D’après l’auteur du Théâtre et son double, cet art indépendant et autonome, se doit pour vivre de bien marquer ce qui le différencie d’avec le texte, d’avec la littérature. Pour lui, le langage théâtral n’est rien d’autre que la somme des signes utilisés par le metteur en scène ; l’intérêt doit être porté aux ressources physiques de l’acteur, ce qui stipule une éventuelle renonciation au théâtre aristotélicien : « Le théâtre est un mal parce qu’il est l’équilibre suprême qui ne s’acquiert pas sans destruction. Il invite l’esprit à un délire qui exalte les énergies. Et l’on peut voir pour finir que du point de vue humain, l’action du théâtre comme celle de la peste est la bienfaisante, car poussant les hommes à se voir tels qu’ils sont, elle fait tomber le masque, elle découvre le mensonge, la veulerie, la bassesse, la tartuferie »4.
Conclusion
En définitive, rappelons que le texte dramatique reste incontournable pour le théâtre et affiche de ce fait sa double nature : une œuvre littéraire écrite mais destinée à la scène. Le texte et la représentation sont chacun le fruit d’un savoir-faire particulier, d’où les outils critiques spécifiques qui déterminent des enjeux propres pour le texte littéraire d’une part pour la représentation scénique d’autre part, l’un et l’autre dans la relation au lecteur ou au spectateur. Ainsi, appréhender une représentation à travers la lecture du texte ou lire un texte dans une projection scénique risque de faire passer à côté de l’essence même de l’œuvre. Mais s’intéresser au rapport dialectique qui les lie semble une démarche juste et judicieuse.

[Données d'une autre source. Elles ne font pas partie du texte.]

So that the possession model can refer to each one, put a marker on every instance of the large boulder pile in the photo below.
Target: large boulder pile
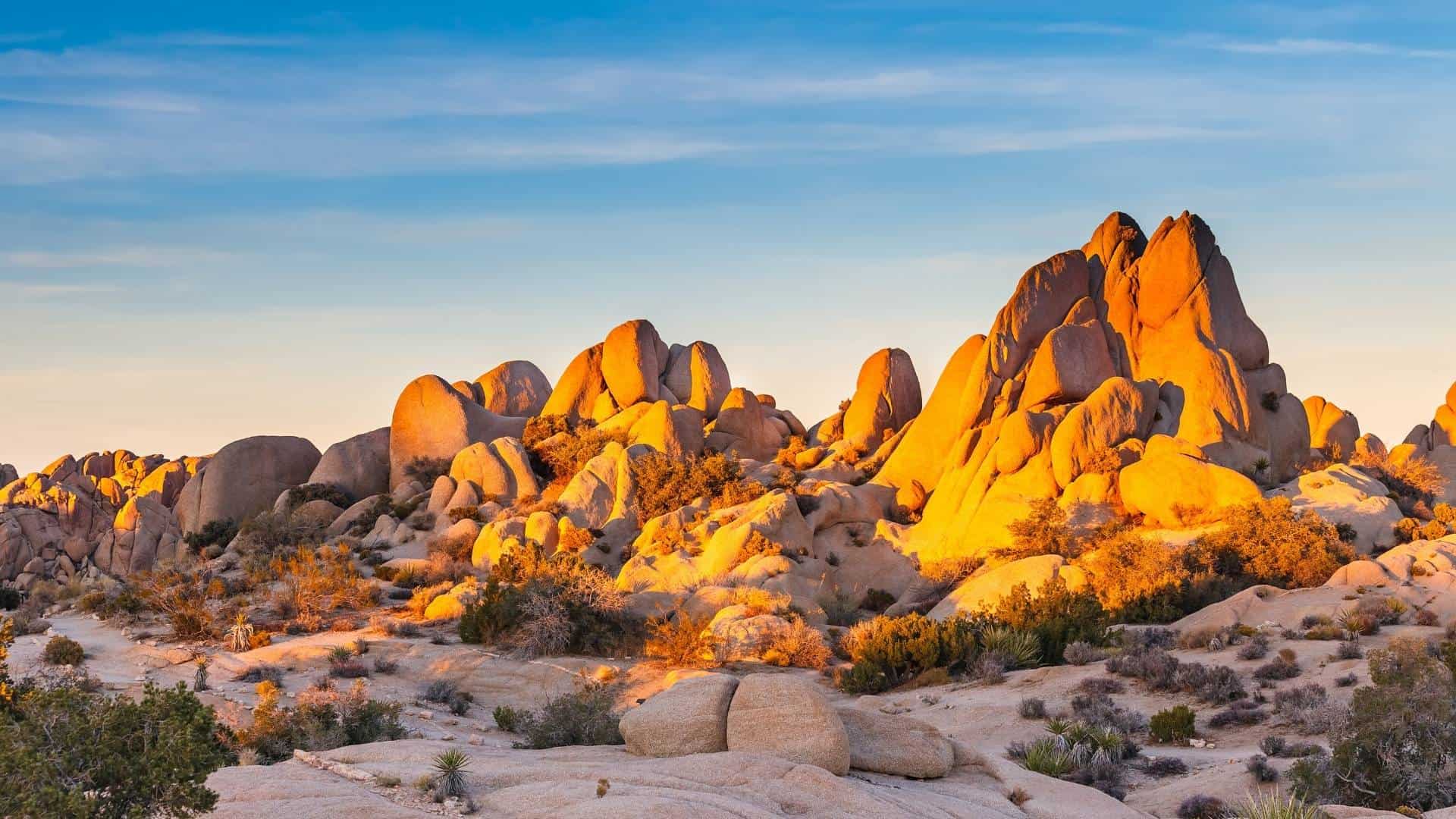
(1436, 442)
(245, 479)
(1100, 354)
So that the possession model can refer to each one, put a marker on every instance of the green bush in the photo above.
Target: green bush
(321, 720)
(64, 752)
(1269, 542)
(1056, 615)
(892, 651)
(215, 532)
(667, 484)
(308, 493)
(1398, 742)
(63, 651)
(1172, 725)
(582, 717)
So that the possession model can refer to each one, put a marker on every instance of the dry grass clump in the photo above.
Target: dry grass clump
(799, 645)
(682, 640)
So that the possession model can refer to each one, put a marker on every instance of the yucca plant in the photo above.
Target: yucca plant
(450, 768)
(1270, 806)
(1047, 757)
(1019, 646)
(240, 634)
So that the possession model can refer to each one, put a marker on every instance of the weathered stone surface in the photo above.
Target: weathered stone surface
(359, 466)
(1175, 490)
(896, 745)
(689, 717)
(514, 388)
(245, 479)
(786, 717)
(435, 422)
(887, 397)
(582, 388)
(698, 376)
(500, 469)
(632, 362)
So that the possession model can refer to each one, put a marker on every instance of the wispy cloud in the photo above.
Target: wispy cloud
(215, 39)
(112, 257)
(1316, 47)
(47, 289)
(1088, 28)
(15, 38)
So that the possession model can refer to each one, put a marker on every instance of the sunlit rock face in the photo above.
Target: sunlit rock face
(1097, 352)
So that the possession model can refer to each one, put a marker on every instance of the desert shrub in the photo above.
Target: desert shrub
(1239, 713)
(308, 493)
(1260, 768)
(322, 719)
(1056, 615)
(1201, 806)
(1164, 672)
(887, 651)
(507, 719)
(1305, 707)
(1079, 752)
(1398, 742)
(1031, 708)
(1172, 725)
(213, 532)
(1282, 667)
(1273, 806)
(1256, 649)
(1101, 686)
(564, 457)
(1161, 767)
(1414, 480)
(319, 580)
(584, 716)
(61, 651)
(667, 484)
(182, 599)
(1101, 711)
(680, 640)
(1269, 542)
(1081, 653)
(66, 752)
(259, 673)
(1044, 531)
(427, 469)
(800, 645)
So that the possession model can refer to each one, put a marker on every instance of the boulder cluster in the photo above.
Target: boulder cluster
(1122, 379)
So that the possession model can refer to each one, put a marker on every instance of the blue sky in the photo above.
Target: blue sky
(218, 223)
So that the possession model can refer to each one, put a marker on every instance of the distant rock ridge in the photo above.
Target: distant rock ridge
(1098, 352)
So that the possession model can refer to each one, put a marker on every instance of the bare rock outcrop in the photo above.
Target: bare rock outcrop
(514, 388)
(357, 466)
(245, 479)
(433, 422)
(1095, 353)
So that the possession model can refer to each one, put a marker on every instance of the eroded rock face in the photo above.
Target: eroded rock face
(689, 717)
(1097, 352)
(435, 422)
(887, 397)
(245, 479)
(786, 717)
(632, 362)
(359, 466)
(514, 388)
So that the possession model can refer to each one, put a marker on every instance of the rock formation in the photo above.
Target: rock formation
(1098, 352)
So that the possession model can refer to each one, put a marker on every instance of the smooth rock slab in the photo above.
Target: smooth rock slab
(785, 716)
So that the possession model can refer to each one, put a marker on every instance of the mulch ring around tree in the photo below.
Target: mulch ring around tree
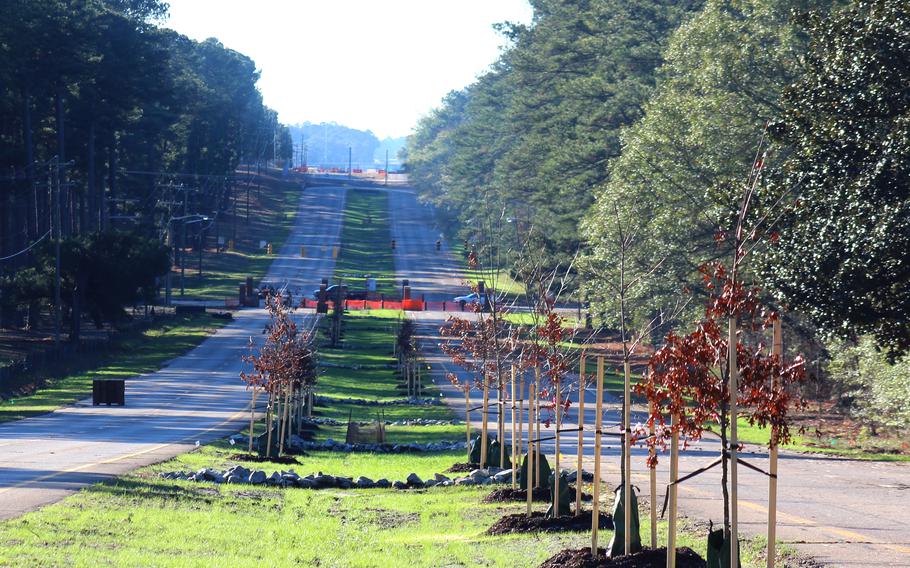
(540, 495)
(657, 558)
(537, 522)
(463, 468)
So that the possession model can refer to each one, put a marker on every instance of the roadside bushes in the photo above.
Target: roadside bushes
(874, 389)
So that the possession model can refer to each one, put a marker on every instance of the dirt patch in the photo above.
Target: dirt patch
(387, 519)
(537, 522)
(540, 495)
(462, 468)
(656, 558)
(286, 460)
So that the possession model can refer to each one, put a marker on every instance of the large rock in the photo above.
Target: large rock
(565, 496)
(479, 475)
(504, 476)
(545, 471)
(324, 481)
(239, 471)
(364, 482)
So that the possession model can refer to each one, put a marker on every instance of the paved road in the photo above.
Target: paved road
(198, 396)
(840, 512)
(434, 274)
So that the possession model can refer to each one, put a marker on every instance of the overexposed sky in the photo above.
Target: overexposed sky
(368, 64)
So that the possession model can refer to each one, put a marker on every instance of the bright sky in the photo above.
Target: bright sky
(368, 64)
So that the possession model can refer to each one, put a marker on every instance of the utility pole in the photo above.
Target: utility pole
(183, 244)
(54, 183)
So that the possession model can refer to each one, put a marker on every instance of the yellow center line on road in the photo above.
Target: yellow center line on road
(232, 418)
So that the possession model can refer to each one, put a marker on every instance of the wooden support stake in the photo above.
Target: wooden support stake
(556, 458)
(284, 419)
(501, 421)
(777, 348)
(268, 424)
(252, 419)
(483, 424)
(521, 413)
(581, 424)
(734, 442)
(514, 444)
(653, 479)
(530, 479)
(535, 400)
(627, 458)
(467, 416)
(598, 421)
(674, 475)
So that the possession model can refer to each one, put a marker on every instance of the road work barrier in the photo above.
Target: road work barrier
(409, 304)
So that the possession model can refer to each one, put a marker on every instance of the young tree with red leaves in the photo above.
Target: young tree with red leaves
(285, 369)
(705, 377)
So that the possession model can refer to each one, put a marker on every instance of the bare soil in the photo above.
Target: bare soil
(539, 495)
(648, 558)
(259, 459)
(537, 522)
(463, 467)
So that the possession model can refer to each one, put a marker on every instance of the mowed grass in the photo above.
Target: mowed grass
(366, 242)
(273, 209)
(142, 520)
(141, 351)
(364, 368)
(750, 434)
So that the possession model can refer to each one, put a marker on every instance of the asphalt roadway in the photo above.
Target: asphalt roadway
(839, 512)
(195, 398)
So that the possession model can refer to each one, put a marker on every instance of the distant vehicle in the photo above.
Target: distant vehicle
(472, 298)
(332, 291)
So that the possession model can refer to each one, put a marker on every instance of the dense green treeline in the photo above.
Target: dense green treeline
(128, 127)
(534, 134)
(627, 131)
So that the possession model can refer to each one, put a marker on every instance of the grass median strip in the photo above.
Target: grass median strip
(141, 519)
(364, 368)
(366, 242)
(273, 208)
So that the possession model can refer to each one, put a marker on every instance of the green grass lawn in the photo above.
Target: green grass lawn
(364, 368)
(141, 519)
(804, 443)
(272, 213)
(139, 351)
(366, 242)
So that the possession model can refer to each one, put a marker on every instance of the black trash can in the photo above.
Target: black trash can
(109, 391)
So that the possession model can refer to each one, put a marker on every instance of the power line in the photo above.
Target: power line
(26, 249)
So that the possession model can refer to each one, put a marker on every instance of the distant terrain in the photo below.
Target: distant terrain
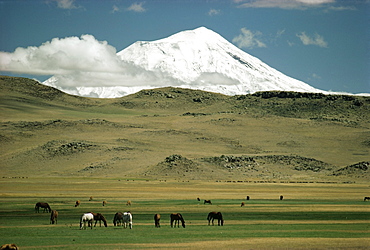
(182, 134)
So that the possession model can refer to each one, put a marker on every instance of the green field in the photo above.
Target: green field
(310, 216)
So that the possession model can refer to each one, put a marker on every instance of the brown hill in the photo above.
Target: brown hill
(183, 134)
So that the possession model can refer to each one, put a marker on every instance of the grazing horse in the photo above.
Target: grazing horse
(43, 205)
(54, 217)
(157, 218)
(9, 247)
(215, 215)
(124, 218)
(89, 218)
(118, 219)
(127, 219)
(177, 218)
(99, 217)
(78, 203)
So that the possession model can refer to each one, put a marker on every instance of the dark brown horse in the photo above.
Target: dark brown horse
(54, 217)
(157, 218)
(215, 215)
(9, 247)
(99, 217)
(43, 205)
(177, 218)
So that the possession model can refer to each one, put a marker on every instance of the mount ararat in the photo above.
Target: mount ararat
(196, 59)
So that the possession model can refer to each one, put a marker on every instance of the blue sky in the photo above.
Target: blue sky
(325, 43)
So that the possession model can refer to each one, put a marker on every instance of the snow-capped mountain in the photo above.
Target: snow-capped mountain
(196, 59)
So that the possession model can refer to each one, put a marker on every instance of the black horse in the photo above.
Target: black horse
(43, 205)
(215, 215)
(157, 218)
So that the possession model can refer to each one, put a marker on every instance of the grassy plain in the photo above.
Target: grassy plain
(312, 216)
(163, 148)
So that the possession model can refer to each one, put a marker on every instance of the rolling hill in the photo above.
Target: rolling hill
(184, 134)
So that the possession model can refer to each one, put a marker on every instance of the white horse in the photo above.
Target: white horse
(89, 218)
(127, 219)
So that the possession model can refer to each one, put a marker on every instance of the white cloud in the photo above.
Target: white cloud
(137, 7)
(80, 61)
(284, 4)
(213, 12)
(248, 39)
(315, 40)
(63, 56)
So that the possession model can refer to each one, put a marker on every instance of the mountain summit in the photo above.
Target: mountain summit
(197, 59)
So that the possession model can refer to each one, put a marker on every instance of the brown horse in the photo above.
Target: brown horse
(99, 217)
(43, 205)
(118, 219)
(9, 247)
(54, 217)
(157, 218)
(177, 218)
(215, 215)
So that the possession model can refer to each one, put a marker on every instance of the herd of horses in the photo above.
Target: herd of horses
(125, 219)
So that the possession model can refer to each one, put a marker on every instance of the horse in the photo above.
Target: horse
(215, 215)
(157, 218)
(124, 218)
(9, 247)
(177, 218)
(54, 217)
(89, 218)
(43, 205)
(99, 217)
(118, 219)
(127, 219)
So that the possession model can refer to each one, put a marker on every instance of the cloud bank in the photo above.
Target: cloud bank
(315, 40)
(283, 4)
(79, 61)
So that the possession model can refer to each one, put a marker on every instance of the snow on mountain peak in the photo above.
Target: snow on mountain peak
(197, 59)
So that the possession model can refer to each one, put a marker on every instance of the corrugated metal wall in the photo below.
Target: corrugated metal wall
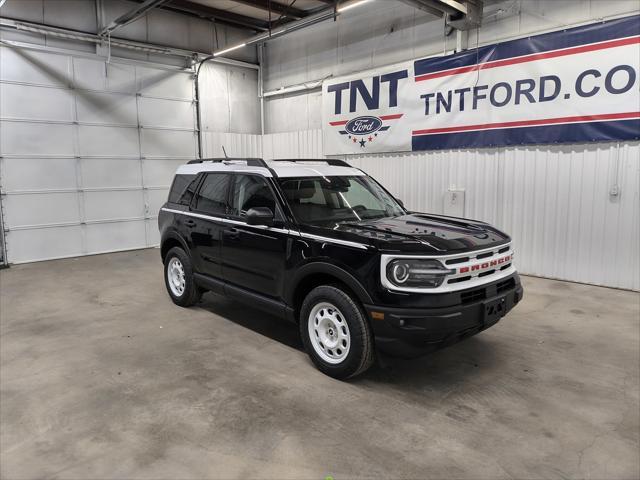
(554, 201)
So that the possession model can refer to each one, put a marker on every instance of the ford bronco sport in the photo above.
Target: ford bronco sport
(324, 245)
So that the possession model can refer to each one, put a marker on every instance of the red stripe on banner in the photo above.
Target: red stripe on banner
(532, 57)
(391, 117)
(529, 123)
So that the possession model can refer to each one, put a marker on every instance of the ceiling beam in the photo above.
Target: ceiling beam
(210, 13)
(131, 16)
(277, 8)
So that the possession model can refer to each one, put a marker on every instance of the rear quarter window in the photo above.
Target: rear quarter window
(179, 188)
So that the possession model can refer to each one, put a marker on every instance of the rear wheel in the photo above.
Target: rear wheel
(178, 277)
(335, 332)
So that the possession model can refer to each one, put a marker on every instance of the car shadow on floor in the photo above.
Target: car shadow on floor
(266, 324)
(451, 364)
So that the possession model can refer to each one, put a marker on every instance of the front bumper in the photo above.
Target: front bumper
(410, 332)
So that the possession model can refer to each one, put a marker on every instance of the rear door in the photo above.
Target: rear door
(253, 256)
(210, 206)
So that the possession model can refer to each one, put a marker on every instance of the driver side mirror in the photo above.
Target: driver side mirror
(260, 216)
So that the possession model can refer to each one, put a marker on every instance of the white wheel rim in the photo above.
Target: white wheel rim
(329, 333)
(175, 276)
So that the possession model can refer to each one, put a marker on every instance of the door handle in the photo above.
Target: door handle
(232, 233)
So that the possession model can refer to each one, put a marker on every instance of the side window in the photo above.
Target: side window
(179, 188)
(251, 191)
(212, 196)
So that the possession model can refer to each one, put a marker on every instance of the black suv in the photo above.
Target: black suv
(326, 246)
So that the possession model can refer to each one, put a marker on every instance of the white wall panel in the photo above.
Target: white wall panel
(156, 112)
(158, 172)
(19, 174)
(107, 108)
(44, 243)
(108, 141)
(73, 146)
(164, 83)
(36, 139)
(36, 103)
(111, 205)
(235, 144)
(303, 144)
(229, 99)
(168, 143)
(30, 66)
(29, 209)
(101, 237)
(156, 198)
(110, 173)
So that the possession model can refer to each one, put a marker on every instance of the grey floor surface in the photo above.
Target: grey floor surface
(103, 377)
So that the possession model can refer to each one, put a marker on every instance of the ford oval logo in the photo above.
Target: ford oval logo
(363, 125)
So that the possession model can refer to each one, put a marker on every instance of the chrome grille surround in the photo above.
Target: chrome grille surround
(469, 271)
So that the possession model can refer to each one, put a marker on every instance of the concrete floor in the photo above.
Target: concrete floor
(103, 377)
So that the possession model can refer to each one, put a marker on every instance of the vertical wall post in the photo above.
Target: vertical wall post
(261, 84)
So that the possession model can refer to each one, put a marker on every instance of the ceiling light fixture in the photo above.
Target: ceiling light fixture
(230, 49)
(352, 5)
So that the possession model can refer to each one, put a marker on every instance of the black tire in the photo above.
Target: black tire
(360, 354)
(191, 294)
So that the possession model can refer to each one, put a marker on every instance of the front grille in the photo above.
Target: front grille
(473, 268)
(453, 261)
(505, 285)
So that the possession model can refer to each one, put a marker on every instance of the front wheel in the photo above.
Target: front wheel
(178, 278)
(335, 332)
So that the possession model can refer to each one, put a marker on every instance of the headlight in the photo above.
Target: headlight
(416, 272)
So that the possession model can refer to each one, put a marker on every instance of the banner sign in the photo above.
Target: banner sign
(577, 85)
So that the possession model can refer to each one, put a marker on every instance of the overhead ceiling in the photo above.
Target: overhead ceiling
(257, 15)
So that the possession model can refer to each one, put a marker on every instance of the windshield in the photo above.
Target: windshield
(330, 200)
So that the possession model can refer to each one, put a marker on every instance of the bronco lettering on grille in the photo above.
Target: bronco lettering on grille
(483, 266)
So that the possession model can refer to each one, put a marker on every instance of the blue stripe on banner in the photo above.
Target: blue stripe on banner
(567, 133)
(572, 37)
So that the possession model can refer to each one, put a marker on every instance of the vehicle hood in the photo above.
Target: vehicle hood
(422, 233)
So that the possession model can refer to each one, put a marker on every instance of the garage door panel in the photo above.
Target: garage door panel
(111, 172)
(36, 103)
(29, 66)
(155, 199)
(160, 172)
(166, 113)
(89, 74)
(168, 143)
(121, 78)
(108, 141)
(106, 237)
(107, 108)
(40, 209)
(44, 243)
(164, 83)
(112, 205)
(26, 173)
(36, 139)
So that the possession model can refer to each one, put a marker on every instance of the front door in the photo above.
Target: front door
(210, 206)
(253, 256)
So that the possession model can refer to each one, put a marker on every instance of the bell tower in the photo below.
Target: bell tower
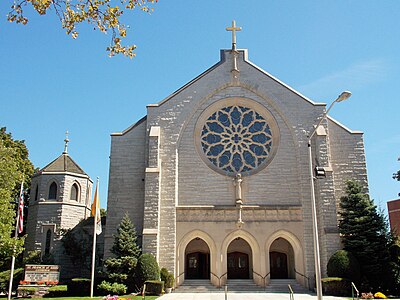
(60, 199)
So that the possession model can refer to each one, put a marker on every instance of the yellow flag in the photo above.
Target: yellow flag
(96, 209)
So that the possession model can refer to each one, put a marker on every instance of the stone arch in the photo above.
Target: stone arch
(297, 251)
(183, 243)
(53, 190)
(75, 191)
(255, 265)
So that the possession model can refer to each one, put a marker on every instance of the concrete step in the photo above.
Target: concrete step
(281, 286)
(243, 285)
(197, 286)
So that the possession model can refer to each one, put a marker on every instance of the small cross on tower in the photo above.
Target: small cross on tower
(233, 29)
(66, 143)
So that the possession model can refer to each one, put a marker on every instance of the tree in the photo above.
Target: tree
(365, 234)
(121, 268)
(14, 166)
(104, 15)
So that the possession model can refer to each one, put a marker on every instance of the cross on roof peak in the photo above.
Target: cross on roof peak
(233, 29)
(66, 143)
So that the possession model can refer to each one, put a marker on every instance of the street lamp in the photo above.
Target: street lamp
(343, 96)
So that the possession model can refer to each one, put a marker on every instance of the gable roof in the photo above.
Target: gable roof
(63, 163)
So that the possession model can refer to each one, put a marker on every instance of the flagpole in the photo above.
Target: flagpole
(15, 237)
(94, 239)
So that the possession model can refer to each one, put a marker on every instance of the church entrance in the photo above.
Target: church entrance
(239, 258)
(197, 260)
(281, 259)
(238, 265)
(278, 262)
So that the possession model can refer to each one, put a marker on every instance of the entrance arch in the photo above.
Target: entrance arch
(239, 259)
(197, 260)
(181, 254)
(281, 259)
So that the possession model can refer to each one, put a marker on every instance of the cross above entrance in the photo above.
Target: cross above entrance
(233, 29)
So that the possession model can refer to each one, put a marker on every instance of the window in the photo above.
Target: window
(48, 242)
(53, 191)
(74, 192)
(37, 192)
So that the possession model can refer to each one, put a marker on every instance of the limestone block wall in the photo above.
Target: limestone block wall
(348, 157)
(126, 181)
(56, 214)
(219, 231)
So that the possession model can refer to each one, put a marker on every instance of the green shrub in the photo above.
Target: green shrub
(343, 264)
(5, 279)
(336, 286)
(79, 287)
(26, 292)
(114, 288)
(154, 287)
(57, 291)
(146, 269)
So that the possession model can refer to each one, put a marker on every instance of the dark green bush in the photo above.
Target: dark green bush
(57, 291)
(336, 286)
(79, 287)
(343, 264)
(146, 269)
(167, 277)
(5, 279)
(26, 292)
(154, 287)
(112, 288)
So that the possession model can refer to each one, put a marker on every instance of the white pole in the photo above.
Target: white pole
(94, 241)
(317, 261)
(15, 237)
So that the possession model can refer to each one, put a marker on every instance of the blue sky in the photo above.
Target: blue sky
(50, 83)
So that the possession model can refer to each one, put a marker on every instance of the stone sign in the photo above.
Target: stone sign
(42, 273)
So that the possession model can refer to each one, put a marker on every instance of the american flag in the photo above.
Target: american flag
(21, 210)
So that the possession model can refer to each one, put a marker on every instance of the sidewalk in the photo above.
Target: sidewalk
(244, 296)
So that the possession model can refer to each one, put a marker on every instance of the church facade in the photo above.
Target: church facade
(216, 177)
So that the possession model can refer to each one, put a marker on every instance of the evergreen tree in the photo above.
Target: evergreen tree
(365, 234)
(121, 268)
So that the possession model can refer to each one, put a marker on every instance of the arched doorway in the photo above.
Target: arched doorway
(239, 259)
(281, 259)
(197, 260)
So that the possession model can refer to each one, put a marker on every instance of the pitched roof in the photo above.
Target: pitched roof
(63, 163)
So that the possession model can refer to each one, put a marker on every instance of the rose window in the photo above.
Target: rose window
(236, 139)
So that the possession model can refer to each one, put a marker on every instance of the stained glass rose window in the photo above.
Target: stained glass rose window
(237, 139)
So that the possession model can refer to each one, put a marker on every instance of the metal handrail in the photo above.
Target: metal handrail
(308, 279)
(354, 288)
(291, 292)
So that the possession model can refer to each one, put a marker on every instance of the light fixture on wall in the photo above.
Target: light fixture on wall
(317, 260)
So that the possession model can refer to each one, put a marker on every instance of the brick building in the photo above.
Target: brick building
(216, 177)
(394, 215)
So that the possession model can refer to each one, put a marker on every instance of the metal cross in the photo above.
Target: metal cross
(233, 29)
(66, 142)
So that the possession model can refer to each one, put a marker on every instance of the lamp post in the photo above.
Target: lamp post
(343, 96)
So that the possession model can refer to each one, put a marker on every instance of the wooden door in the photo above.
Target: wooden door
(238, 265)
(198, 265)
(278, 263)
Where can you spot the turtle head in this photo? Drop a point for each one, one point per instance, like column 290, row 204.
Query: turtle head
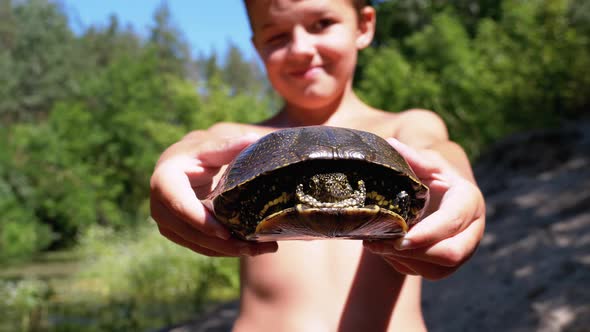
column 330, row 190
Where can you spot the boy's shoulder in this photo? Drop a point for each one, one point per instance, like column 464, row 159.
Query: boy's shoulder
column 419, row 127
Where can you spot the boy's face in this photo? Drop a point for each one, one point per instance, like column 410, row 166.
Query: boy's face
column 309, row 47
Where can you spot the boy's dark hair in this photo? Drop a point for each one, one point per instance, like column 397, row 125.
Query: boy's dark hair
column 357, row 4
column 360, row 4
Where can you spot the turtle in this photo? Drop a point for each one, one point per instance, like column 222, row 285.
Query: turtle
column 318, row 182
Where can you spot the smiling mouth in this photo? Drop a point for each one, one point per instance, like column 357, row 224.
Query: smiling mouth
column 306, row 73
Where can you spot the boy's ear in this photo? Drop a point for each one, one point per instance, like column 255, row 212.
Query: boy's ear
column 366, row 29
column 253, row 41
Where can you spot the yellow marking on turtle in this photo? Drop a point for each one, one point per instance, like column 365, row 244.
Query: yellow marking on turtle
column 380, row 199
column 235, row 219
column 284, row 198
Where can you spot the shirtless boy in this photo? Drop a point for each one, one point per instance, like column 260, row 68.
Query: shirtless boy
column 309, row 49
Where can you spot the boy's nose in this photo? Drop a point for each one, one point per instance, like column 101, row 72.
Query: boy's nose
column 302, row 42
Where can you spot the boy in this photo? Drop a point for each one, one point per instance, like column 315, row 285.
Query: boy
column 309, row 49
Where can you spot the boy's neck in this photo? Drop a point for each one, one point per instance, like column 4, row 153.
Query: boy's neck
column 336, row 113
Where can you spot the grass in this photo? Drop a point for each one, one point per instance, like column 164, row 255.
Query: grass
column 135, row 280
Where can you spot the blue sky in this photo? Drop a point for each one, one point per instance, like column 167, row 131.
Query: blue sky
column 206, row 24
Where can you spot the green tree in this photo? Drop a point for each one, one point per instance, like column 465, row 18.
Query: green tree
column 34, row 66
column 167, row 39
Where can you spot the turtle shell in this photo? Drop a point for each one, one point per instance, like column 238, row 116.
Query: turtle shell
column 319, row 182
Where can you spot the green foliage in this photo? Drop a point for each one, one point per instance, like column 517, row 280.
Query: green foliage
column 521, row 64
column 127, row 281
column 23, row 304
column 35, row 71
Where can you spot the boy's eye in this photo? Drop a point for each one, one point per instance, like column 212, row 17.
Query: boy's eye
column 277, row 38
column 322, row 24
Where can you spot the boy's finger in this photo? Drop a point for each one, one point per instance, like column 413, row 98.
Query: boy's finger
column 221, row 152
column 176, row 195
column 449, row 219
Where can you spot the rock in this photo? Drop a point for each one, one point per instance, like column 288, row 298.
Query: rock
column 532, row 270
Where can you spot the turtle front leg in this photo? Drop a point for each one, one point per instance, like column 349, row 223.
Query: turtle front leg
column 402, row 202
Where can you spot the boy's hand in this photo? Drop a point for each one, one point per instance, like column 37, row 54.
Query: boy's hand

C’est en cela, semble-t-il, que texte et représentation sont liés. Chacun en tant qu’œuvre porteuse d’une représentation du monde et d’un univers singulier.
Notes
1. Aristote, Poétique, Œuvres complètes, Belles-lettres, 1980, (traduction de Jean Hardy 1932).
2. Ubersfeld, A., Lire le théâtre, éd. Belin, Paris, 1994, (éd. Princeps 1977).
3. Larthomas, P., Le langage dramatique, PUF, Paris, 1980.
4. Artaud, A., Le Théâtre et son double, éd. Gallimard, coll. folio, 1964, Paris. (éd. Princeps 1938), p. 85.
Imad Belghit est professeur agrégé, docteur ès lettres (Maroc). Il est l’auteur de plusieurs contributions (travaux de recherche et contributions en ligne sous forme d’articles).